Release on Recognizance is essentially just a simple promise that if released, the defendant will appear in court whenever summoned. In this situation, no money is paid to the court or police department. The defendant also promises to not engage in any type of illegal activities.
When determining whether or not the defendant should be released on own recognizance, the judge takes into consideration a number of factors including the following:
- The defendant’s criminal record (if he or she has one)
- Seriousness of the crime committed
- The defendant’s ties within the community as well as family ties and employment.
- Whether or not the defendant may pose as a threat to the community or an individual.
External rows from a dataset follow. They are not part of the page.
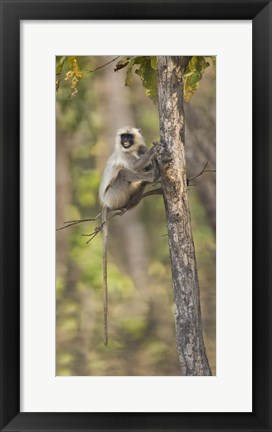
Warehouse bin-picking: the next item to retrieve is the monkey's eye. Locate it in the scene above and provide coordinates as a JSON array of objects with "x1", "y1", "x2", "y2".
[{"x1": 121, "y1": 133, "x2": 134, "y2": 148}]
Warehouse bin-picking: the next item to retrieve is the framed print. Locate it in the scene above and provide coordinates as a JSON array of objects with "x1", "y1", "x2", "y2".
[{"x1": 1, "y1": 0, "x2": 272, "y2": 432}]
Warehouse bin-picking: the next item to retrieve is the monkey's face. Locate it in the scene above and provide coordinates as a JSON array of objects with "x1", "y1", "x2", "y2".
[
  {"x1": 120, "y1": 133, "x2": 134, "y2": 149},
  {"x1": 115, "y1": 126, "x2": 145, "y2": 153}
]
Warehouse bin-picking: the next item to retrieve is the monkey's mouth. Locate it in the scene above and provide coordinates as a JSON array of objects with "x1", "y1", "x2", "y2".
[{"x1": 122, "y1": 141, "x2": 133, "y2": 148}]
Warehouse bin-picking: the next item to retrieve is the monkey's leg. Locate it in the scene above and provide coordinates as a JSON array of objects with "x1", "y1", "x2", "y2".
[
  {"x1": 140, "y1": 188, "x2": 163, "y2": 201},
  {"x1": 118, "y1": 168, "x2": 155, "y2": 183},
  {"x1": 133, "y1": 146, "x2": 156, "y2": 171},
  {"x1": 126, "y1": 188, "x2": 163, "y2": 210}
]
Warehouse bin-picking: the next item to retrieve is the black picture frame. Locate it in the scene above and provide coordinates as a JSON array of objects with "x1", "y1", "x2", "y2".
[{"x1": 0, "y1": 0, "x2": 272, "y2": 432}]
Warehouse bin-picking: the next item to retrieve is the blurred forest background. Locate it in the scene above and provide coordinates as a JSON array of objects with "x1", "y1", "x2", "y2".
[{"x1": 56, "y1": 56, "x2": 216, "y2": 376}]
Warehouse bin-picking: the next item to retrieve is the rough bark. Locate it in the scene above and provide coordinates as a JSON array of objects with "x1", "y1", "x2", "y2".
[{"x1": 158, "y1": 56, "x2": 211, "y2": 376}]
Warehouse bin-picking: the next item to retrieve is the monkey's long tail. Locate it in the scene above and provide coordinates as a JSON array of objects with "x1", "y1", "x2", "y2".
[{"x1": 102, "y1": 207, "x2": 108, "y2": 345}]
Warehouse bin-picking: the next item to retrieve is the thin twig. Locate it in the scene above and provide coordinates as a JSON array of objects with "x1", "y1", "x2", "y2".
[
  {"x1": 56, "y1": 213, "x2": 101, "y2": 231},
  {"x1": 86, "y1": 56, "x2": 120, "y2": 73},
  {"x1": 188, "y1": 161, "x2": 216, "y2": 186}
]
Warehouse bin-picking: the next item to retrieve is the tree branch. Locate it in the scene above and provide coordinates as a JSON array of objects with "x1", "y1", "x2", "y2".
[{"x1": 187, "y1": 161, "x2": 216, "y2": 186}]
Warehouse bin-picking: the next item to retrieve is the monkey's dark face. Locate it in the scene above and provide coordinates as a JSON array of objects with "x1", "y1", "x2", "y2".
[{"x1": 121, "y1": 133, "x2": 134, "y2": 148}]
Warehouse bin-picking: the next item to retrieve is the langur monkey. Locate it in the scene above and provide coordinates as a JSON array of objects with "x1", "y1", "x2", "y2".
[{"x1": 99, "y1": 126, "x2": 159, "y2": 345}]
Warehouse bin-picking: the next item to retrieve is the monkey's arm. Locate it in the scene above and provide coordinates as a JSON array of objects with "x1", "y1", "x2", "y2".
[{"x1": 133, "y1": 146, "x2": 156, "y2": 171}]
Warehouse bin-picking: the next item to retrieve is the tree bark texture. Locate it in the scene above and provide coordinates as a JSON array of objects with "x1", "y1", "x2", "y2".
[{"x1": 158, "y1": 56, "x2": 211, "y2": 376}]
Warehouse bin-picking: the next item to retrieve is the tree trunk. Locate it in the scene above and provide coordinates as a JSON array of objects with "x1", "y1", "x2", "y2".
[{"x1": 158, "y1": 56, "x2": 211, "y2": 376}]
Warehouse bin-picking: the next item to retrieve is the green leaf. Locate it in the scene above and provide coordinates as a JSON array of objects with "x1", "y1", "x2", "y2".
[
  {"x1": 114, "y1": 57, "x2": 130, "y2": 72},
  {"x1": 56, "y1": 56, "x2": 66, "y2": 91},
  {"x1": 183, "y1": 56, "x2": 210, "y2": 102},
  {"x1": 125, "y1": 56, "x2": 158, "y2": 102}
]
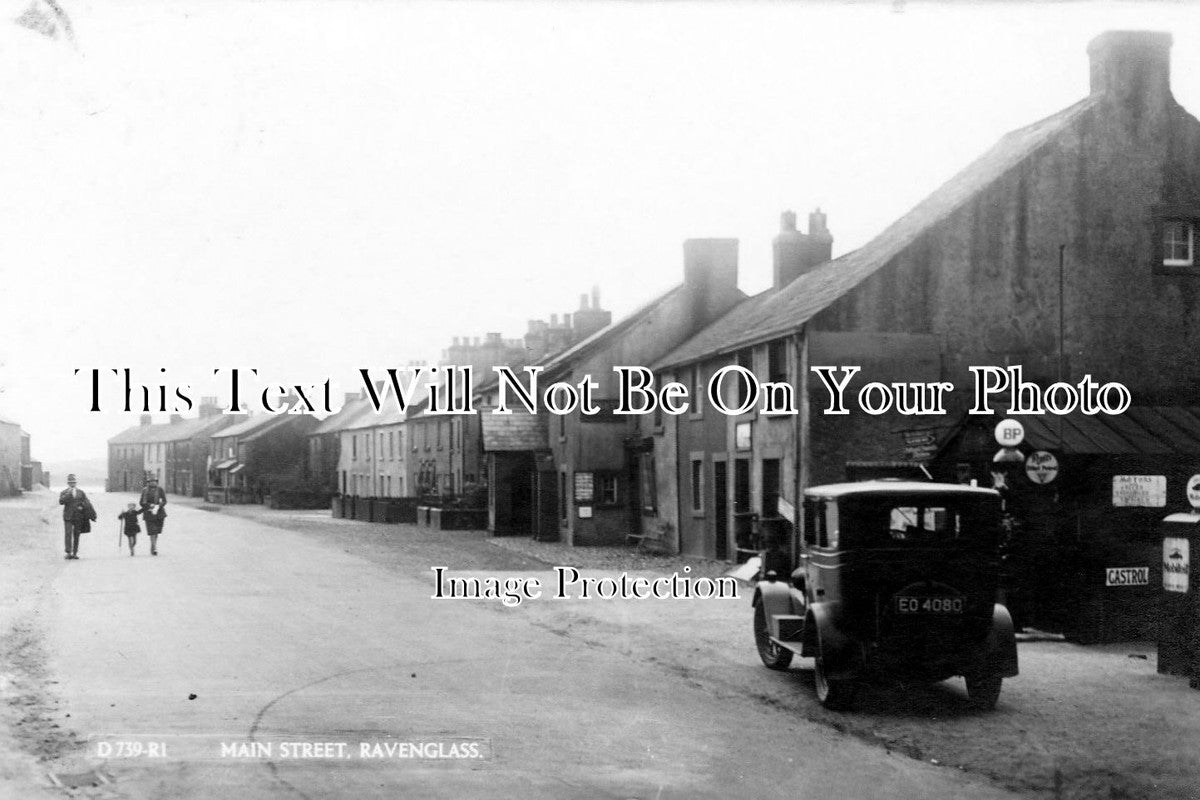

In most cases where a defendant is released on recognizance, he or she is released with many stipulations. Most often, a judge will restrict traveling privileges as well as order the defendant to check in with a supervising officer from time to time. In other cases, judges will sometimes set a curfew, require the defendant to attend rehab classes, or issue a stay-away order. If any stipulations set by the judge are violated, the defendant immediately becomes subject to an arrest.
If the defendant were to fail to appear in court at the scheduled date and time, a bail amount would then be set as well as the possibility of a warrant being issued for his or her arrest. In many cases, once the defendant has been brought back into police custody, any chance of getting bail will be completely eliminated.
If a defendant makes a request to be released on own recognizance and the request is denied, he or she will then have to continue with the regular bail process. After the bail amount is set the defendant will then have to post bail and if necessary contact a bail bondsmen to do so.